Programmi di protezione sotto minaccia

Programmi come il Temporary Protected Status (TPS), istituito nel 1990 per proteggere coloro che fuggono da guerre e crisi umanitarie, sono ora a rischio. Attualmente, milioni di persone vivono legalmente negli Stati Uniti sotto questo status, molte delle quali sono cristiane. L’amministrazione Trump ha tentato di revocare il TPS per diversi gruppi, ma alcune misure sono state bloccate da decisioni giudiziarie.

Inoltre, il programma DACA, che protegge i giovani immigrati, è anch’esso sotto minaccia. La cancellazione di questi programmi porterebbe a conseguenze devastanti per le famiglie cristiane, esponendole a deportazioni e separazioni forzate.

L’analisi mette in luce anche il numero significativo di richiedenti asilo, molti dei quali sono cristiani in fuga da persecuzioni religiose. Se le politiche di espulsione dovessero essere attuate come promesso, ci sarebbe un impatto devastante non solo sulle congregazioni cristiane, ma sull’intera società americana.
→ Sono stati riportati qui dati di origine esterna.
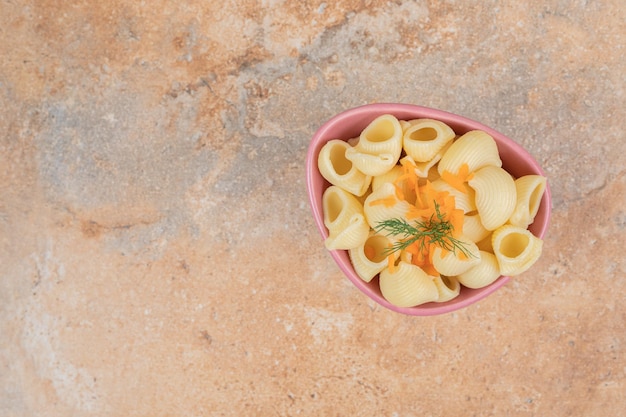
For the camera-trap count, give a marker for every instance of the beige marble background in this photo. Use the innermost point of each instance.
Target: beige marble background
(157, 252)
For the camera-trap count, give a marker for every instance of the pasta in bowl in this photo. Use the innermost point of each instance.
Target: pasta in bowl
(424, 211)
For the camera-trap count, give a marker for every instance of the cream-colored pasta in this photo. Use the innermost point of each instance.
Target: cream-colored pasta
(371, 257)
(530, 189)
(388, 177)
(424, 138)
(448, 288)
(394, 177)
(340, 171)
(407, 286)
(371, 164)
(483, 273)
(476, 148)
(462, 201)
(428, 169)
(344, 219)
(516, 249)
(496, 195)
(485, 244)
(384, 204)
(455, 263)
(379, 146)
(473, 229)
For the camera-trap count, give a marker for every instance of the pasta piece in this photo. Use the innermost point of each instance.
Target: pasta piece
(483, 273)
(495, 195)
(448, 288)
(473, 229)
(407, 286)
(339, 171)
(462, 201)
(344, 218)
(530, 189)
(388, 177)
(384, 204)
(371, 164)
(485, 244)
(428, 169)
(516, 249)
(379, 146)
(424, 138)
(371, 257)
(455, 263)
(475, 148)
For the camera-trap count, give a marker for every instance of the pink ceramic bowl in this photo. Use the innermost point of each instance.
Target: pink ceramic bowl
(349, 124)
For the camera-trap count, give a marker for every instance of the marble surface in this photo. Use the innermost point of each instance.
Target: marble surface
(158, 255)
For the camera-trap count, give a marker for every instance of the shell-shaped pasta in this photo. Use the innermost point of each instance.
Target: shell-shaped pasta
(352, 236)
(462, 201)
(496, 195)
(473, 229)
(383, 204)
(340, 171)
(407, 286)
(476, 148)
(388, 177)
(428, 169)
(483, 273)
(485, 244)
(516, 249)
(425, 137)
(344, 218)
(530, 189)
(371, 257)
(371, 164)
(382, 135)
(393, 176)
(379, 146)
(448, 288)
(455, 263)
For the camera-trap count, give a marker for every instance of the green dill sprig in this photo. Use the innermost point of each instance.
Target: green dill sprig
(436, 230)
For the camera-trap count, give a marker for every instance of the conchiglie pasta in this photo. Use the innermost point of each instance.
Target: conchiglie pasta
(473, 229)
(462, 201)
(516, 249)
(483, 273)
(384, 204)
(530, 189)
(496, 195)
(340, 171)
(407, 286)
(456, 262)
(448, 288)
(388, 177)
(476, 148)
(379, 146)
(428, 169)
(371, 257)
(425, 137)
(371, 164)
(344, 218)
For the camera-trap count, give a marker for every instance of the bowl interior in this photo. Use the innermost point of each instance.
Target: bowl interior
(349, 124)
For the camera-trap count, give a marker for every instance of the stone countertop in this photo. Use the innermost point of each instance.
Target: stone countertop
(158, 255)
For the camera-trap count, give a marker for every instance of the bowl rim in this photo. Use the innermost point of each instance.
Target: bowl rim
(362, 115)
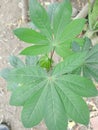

In un momento in cui la fede e la comunità sono messe alla prova, è fondamentale riflettere sulle parole del Catechismo della Chiesa Cattolica, che ci esorta a “riconoscere la dignità di ogni persona umana” e a “lottare per la giustizia”. La situazione attuale richiede una risposta compassionevole e giusta da parte delle autorità, affinché siano rispettati i diritti di tutti, in particolare di coloro che vivono nel timore di essere separati dai propri cari.